BitAssets will now yield a return for their owners from the transaction and market fees involving that asset. This is a variable yield and not a guaranteed ROI.
Users will not have to do anything to benefit from this yield, it will automatically show up in their balance and transaction records as part of normal use. Every time you make a transaction that withdraws from one of your balances it will pay any yield due back to that balance.
The yield can be calculated as:
ACCOUNT_BALANCE / BIT_ASSET_SUPPLY * TOTAL_ACCUMULATED_FEES * PERCENT_OF_YEAR_HELD
After 1 year you hit the maximum yield percent. Simply move your funds once per year and you can see the maximum benefit.
You can estimate the "current APR" as TOTAL_ACCUMULATED_FEES / BIT_ASSET_SUPPLY.
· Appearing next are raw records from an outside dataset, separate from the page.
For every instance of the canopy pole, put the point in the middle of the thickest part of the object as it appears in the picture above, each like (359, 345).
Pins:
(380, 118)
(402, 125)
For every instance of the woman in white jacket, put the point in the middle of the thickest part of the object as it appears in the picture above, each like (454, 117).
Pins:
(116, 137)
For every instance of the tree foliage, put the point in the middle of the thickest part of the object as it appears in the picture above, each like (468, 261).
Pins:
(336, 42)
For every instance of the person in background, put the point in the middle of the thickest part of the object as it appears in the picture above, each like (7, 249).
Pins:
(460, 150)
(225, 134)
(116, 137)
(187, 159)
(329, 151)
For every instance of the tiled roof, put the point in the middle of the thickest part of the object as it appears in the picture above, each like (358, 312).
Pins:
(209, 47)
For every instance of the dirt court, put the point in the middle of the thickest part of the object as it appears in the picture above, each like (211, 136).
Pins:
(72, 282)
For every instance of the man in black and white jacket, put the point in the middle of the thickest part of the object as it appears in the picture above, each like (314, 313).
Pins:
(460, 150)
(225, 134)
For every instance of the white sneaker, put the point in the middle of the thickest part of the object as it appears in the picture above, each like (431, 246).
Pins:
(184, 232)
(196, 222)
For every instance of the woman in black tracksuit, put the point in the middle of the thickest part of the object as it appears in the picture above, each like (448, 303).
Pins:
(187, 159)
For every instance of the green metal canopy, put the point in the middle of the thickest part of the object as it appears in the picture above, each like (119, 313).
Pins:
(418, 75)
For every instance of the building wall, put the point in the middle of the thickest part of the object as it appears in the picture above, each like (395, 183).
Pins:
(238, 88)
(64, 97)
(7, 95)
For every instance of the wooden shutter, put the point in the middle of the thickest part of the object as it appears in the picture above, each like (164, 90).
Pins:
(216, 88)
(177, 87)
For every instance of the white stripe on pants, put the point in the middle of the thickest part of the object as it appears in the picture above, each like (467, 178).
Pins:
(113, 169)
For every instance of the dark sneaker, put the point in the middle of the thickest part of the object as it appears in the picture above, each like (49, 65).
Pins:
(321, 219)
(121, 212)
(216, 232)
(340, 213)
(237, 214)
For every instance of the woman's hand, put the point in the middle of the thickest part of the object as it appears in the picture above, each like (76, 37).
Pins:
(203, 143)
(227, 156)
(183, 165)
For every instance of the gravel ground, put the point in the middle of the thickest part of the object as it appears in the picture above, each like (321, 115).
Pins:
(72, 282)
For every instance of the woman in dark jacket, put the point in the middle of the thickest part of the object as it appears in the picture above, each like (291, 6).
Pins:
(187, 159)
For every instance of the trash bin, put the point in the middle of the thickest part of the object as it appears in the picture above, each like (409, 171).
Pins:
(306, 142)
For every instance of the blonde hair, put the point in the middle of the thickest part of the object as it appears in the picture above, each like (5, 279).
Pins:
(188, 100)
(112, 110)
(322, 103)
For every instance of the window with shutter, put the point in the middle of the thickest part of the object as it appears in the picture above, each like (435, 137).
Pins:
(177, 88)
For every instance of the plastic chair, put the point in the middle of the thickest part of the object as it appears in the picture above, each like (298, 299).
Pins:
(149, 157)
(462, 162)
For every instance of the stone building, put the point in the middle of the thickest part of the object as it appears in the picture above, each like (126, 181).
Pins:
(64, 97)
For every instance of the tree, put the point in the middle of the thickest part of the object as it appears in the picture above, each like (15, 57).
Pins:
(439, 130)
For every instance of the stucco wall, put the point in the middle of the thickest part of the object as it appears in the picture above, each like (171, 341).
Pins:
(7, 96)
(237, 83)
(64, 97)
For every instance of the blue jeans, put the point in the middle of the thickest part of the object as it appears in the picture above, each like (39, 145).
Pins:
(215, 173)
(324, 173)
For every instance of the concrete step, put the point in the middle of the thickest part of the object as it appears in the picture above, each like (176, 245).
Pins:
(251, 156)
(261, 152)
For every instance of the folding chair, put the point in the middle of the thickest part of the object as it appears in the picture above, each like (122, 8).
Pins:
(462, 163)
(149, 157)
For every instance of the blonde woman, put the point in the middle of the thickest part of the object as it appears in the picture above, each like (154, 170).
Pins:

The following things can reduce the current yield estimate:
New BitUSD being created with a market fee less than (TOTAL_ACCUMULATED_FEES / BIT_ASSET_SUPPLY)
Someone cashing out some of their yield.
The following things can increase the current yield estimate:
Market Transactions with more overlap than (TOTAL_ACCUMULATED_FEES / BIT_ASSET_SUPPLY)
Transactions with BitUSD fees paid.
So what kind of yield can one expect to see? $0.05 per transaction, 0.01% or more BitUSD trade volume. Up to 10% on new BitUSD issuance based upon existing demand.. perhaps less.
Assume we get to 1 TPS in BitUSD the network would earn $1.5 million from transaction fees, if there were $15M BitUSD in circulation then that would be a 10% yield. Every time someone submits / cancels a bid with BitUSD it counts as a transaction. $15M BitUSD in circulation would mean $30M BTSX locked up as collateral.